2).Many investors, especially young, undermine investing small amounts regularly, thinking that it won’t move the needle of wealth creation in their lives. However, investing just Rs.2000 every month for 25 years (assuming a ‘moderate’ return of 12%) would amass a corpus in excess of Rs.34 lakhs! (For illustrative purpose only).
3).Even professional investors & financial analysts show their disregard for this concept. During the global IT boom of 2000, the valuation reports built in high rates of growth over long periods of time, little realizing that the power of compounding would add up to absurd assumptions. ^
Thus, the advice to follow, for matters financial and non-financial:
1). We should not trust our intuition and always keep a calculator handy to calculate and appreciate trends in life and business.
2).Compound Interest is an example of this ‘phenomenon’ and its impact should never be undermined on our lives (especially in financial matters).

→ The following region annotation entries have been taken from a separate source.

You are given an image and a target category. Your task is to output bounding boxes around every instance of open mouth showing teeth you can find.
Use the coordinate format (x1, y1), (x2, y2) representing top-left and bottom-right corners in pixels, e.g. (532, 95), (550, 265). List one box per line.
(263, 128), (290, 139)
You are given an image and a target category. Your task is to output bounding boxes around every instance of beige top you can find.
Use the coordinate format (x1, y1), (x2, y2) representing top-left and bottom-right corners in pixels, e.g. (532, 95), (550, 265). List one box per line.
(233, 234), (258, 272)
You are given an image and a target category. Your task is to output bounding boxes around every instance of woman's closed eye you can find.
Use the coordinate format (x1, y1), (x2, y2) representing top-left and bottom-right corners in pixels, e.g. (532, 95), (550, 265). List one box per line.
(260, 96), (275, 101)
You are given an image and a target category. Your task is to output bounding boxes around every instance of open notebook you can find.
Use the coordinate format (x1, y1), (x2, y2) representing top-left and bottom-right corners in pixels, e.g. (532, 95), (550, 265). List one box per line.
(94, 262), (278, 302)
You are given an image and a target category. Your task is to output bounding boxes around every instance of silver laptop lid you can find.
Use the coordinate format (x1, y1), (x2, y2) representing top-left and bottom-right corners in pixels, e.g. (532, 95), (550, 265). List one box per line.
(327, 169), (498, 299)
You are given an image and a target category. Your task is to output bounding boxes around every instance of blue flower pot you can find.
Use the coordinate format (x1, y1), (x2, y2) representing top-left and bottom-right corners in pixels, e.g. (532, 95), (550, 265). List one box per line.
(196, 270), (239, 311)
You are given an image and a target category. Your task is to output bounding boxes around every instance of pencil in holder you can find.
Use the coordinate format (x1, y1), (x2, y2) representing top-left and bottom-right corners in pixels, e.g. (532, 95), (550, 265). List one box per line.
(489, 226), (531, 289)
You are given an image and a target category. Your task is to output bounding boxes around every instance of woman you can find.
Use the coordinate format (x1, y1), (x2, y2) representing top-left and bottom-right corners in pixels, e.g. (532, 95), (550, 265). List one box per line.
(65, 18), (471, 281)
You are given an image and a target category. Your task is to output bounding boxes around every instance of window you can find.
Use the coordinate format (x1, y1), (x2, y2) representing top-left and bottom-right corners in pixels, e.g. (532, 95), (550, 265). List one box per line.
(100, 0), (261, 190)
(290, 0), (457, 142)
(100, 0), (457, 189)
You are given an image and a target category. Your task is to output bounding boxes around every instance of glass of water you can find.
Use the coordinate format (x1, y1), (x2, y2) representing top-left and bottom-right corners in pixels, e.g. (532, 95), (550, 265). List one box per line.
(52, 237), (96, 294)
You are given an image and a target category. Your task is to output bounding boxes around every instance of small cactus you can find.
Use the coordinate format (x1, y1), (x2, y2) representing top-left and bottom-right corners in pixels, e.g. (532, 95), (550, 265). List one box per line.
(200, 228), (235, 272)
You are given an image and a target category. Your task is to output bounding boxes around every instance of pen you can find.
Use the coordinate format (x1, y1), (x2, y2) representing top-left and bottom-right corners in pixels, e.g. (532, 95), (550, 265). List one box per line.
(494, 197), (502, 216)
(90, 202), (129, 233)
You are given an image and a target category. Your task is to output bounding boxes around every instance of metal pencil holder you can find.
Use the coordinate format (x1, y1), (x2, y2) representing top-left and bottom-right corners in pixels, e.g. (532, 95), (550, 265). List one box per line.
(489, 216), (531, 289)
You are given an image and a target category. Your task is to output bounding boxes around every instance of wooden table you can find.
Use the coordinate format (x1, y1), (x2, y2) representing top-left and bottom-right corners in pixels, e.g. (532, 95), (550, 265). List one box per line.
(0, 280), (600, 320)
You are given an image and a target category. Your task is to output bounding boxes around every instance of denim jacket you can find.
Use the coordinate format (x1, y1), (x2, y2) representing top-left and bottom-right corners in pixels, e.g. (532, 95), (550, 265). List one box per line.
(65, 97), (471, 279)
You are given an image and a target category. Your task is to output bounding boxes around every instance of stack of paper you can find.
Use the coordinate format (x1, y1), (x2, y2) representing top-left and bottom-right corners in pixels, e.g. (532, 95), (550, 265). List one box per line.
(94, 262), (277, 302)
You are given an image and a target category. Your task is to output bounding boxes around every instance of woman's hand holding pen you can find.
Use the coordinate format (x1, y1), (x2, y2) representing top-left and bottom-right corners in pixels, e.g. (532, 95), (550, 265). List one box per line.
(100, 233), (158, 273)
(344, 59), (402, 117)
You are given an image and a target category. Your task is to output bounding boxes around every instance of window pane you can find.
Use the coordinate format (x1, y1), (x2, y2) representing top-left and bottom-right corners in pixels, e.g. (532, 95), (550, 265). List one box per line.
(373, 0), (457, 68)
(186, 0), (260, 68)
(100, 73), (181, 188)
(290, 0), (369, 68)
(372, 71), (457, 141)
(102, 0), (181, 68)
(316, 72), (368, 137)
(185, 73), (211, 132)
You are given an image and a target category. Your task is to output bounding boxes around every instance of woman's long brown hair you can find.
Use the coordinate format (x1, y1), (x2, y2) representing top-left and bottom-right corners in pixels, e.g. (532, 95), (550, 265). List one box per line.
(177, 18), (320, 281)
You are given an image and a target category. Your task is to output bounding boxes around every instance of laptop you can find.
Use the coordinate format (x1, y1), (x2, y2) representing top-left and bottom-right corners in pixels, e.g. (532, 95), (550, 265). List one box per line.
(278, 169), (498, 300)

For those who are still grappling with the lotus puzzle, think again, if the lotus was going to cover up the entire pond in 30 days, it means the lotus was half the size the previous day!
Let’s watch this video where Rolf Dobelli explains us about this bias and how not to be a victim of the same.
^ For e.g. The famous investor David Dreman had explained that the company AOL would need 18 billion subscribers, roughly three times the earth’s population (at that time), to justify the premium valuations it commanded in 1999!